Maximum des gains annuels ouvrant droit à pension

(MGAP) Un terme utilisé en rapport avec le RPC, souvent appelé le plafond des gains. Le MGAP est la somme maximale des gains annuels provenant d'un emploi rémunéré à partir desquels les cotisations et les prestations sont calculées ( 35 400 $ en 1996). Le MGAP est indexé chaque année selon une formule basée sur les taux moyens de la rémunération et des salaires.

FINANCEMENT PAR RÉPARTITION PAR RAPPORT AU RÉGIME PAR CAPITALISATION INTÉGRALE

Financement par répartition

Un moyen de financer un régime de retraite selon lequel les cotisations courantes servent à payer les prestations versées (plus les frais d'administration). Le RPC est financé selon une formule modifiée, c'est-à-dire qu'il dispose d'une petite réserve d'actif, égale à environ deux ans de prestations, qui produit un revenu provenant des placements.

Régime par capitalisation intégrale

Un moyen de financer un régime de retraite selon lequel les cotisations suffisent à payer les droits aux prestations à mesure qu'ils se présentent. Un régime par capitalisation intégrale dispose d'un actif égal au passif à un moment donné.

Lorsque le RPC a été créé en 1966, les salaires réels augmentaient à des taux annuels considérablement élevés parce que la productivité des travailleurs et le nombre total de travailleurs croissaient rapidement. À cette époque, la base de cotisations aux RPC augmentait à un taux suffisamment élevé pour couvrir les frais sans qu'il soit nécessaire d'augmenter les taux de cotisations.

Simultanément, les taux d'intérêt réels étant peu élevés, un fonds de placements important n'aurait pas été d'un grand apport au financement des prestations du RPC. Il était donc préférable de financer les prestations courantes (financement par répartition) déduites des gains qui, eux, augmentaient plus rapidement que les rendements de placements. De 1960 à 1979, les taux de croissance réels de l'économie canadienne étaient plus élevés que les taux d'intérêt réels à long terme de sorte que le financement par répartition était préférable au régime par capitalisation intégrale.

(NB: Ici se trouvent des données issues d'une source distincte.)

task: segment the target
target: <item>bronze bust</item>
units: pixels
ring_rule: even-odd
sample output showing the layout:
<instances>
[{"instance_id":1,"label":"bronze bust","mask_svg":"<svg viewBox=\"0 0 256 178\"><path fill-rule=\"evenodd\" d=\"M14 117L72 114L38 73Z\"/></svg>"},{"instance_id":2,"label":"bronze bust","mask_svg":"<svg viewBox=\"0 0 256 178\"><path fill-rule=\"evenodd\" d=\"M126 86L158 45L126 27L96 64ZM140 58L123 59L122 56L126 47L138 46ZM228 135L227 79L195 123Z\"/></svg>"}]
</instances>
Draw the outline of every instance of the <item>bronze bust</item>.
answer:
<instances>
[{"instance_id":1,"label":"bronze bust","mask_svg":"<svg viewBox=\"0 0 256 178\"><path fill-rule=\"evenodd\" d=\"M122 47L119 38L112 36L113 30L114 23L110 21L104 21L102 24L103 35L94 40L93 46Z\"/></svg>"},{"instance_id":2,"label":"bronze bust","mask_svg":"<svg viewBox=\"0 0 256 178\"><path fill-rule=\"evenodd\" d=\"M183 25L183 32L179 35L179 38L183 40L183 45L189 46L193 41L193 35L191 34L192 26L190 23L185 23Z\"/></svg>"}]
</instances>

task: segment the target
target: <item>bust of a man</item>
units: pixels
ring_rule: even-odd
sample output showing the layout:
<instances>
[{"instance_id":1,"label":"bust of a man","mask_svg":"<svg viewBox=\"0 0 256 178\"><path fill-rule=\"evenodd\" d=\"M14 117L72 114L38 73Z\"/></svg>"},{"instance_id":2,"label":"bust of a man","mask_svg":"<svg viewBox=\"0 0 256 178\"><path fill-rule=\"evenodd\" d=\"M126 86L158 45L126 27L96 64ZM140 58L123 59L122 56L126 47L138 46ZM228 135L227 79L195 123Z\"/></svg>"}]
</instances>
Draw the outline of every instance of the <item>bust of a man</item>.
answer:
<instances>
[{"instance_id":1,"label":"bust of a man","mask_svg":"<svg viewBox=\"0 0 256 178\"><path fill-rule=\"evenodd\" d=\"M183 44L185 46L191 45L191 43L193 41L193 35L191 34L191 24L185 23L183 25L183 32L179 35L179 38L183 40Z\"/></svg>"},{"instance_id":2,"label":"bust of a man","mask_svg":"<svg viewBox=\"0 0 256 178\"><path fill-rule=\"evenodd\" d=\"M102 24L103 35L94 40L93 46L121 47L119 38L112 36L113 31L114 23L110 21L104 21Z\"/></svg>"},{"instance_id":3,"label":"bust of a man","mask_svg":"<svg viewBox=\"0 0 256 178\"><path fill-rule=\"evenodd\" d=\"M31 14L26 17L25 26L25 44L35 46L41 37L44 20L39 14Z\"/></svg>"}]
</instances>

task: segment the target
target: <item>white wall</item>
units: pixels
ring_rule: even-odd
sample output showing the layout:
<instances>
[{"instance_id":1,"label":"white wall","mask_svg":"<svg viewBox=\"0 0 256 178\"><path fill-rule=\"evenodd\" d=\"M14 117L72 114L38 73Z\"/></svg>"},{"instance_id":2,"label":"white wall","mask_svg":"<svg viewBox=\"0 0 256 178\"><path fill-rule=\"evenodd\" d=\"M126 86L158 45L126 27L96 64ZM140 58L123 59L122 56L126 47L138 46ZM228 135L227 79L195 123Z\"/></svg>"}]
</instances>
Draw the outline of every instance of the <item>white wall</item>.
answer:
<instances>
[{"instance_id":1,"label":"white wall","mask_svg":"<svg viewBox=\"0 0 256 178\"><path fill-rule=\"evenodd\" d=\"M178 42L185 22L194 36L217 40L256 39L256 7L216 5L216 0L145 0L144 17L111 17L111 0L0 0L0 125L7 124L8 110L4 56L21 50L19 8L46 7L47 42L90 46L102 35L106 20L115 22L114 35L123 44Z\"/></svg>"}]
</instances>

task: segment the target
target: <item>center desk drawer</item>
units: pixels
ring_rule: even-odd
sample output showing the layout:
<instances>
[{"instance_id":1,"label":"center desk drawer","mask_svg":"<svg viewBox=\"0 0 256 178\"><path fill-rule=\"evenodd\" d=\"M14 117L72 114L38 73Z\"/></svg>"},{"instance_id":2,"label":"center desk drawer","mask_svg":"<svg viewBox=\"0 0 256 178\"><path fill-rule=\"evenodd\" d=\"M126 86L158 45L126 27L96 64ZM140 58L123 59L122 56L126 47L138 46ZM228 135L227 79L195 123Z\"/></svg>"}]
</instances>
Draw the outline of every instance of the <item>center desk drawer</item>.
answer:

Or, depuis 1980, la croissance de la productivité et de la force de travail ont ralenti la croissance des salaires totaux et, par conséquent, la croissance de la base des cotisations du RPC. (Il faut donc compenser l'augmentation rapide des taux de cotisations par le système de financement par répartition). Par ailleurs, les taux d'intérêt réels ont considérablement augmenté, donnant ainsi plus d'importance à la valeur des rendements de placements quant au financement du RPC. Étant donné que les taux d'intérêt à long terme réels sont maintenant plus élevés que les taux de croissance réels, le régime par capitalisation intégrale est préférable au financement par répartition. On prévoit que cette situation se maintiendra pendant un bon moment.

Dans le cas d'un régime par capitalisation intégrale, il s'écoule beaucoup de temps entre la période à laquelle sont faites les cotisations et celle où sont versées les prestations. Ceci implique qu'il doit y avoir un fonds de placements important. Les revenus de placements financent en général de 75 à 80 pour cent des prestations dans un régime par capitalisation intégrale. Les revenus de placement plus élevés signifient des taux de cotisations moins élevés dans le cas d'un régime par capitalisation intégrale que celles dans un régime de financement par répartition.

Un régime de financement par capitalisation permet d'assurer le caractère garanti des prestations puisqu'elles sont financées à mesure qu'elles sont acquises. De plus, l'équité inter-génération est sauvegardée puisque les cotisants courants paient les coûts actuariels de leur rente plutôt que de passer le fardeau financier aux générations à venir. Il y a aussi des avantages macro-économiques qui se rattachent au financement par capitalisation intégrale dont un taux d'épargnes plus élevé, un endettement étranger réduit, des placements et un actif en capital plus importants.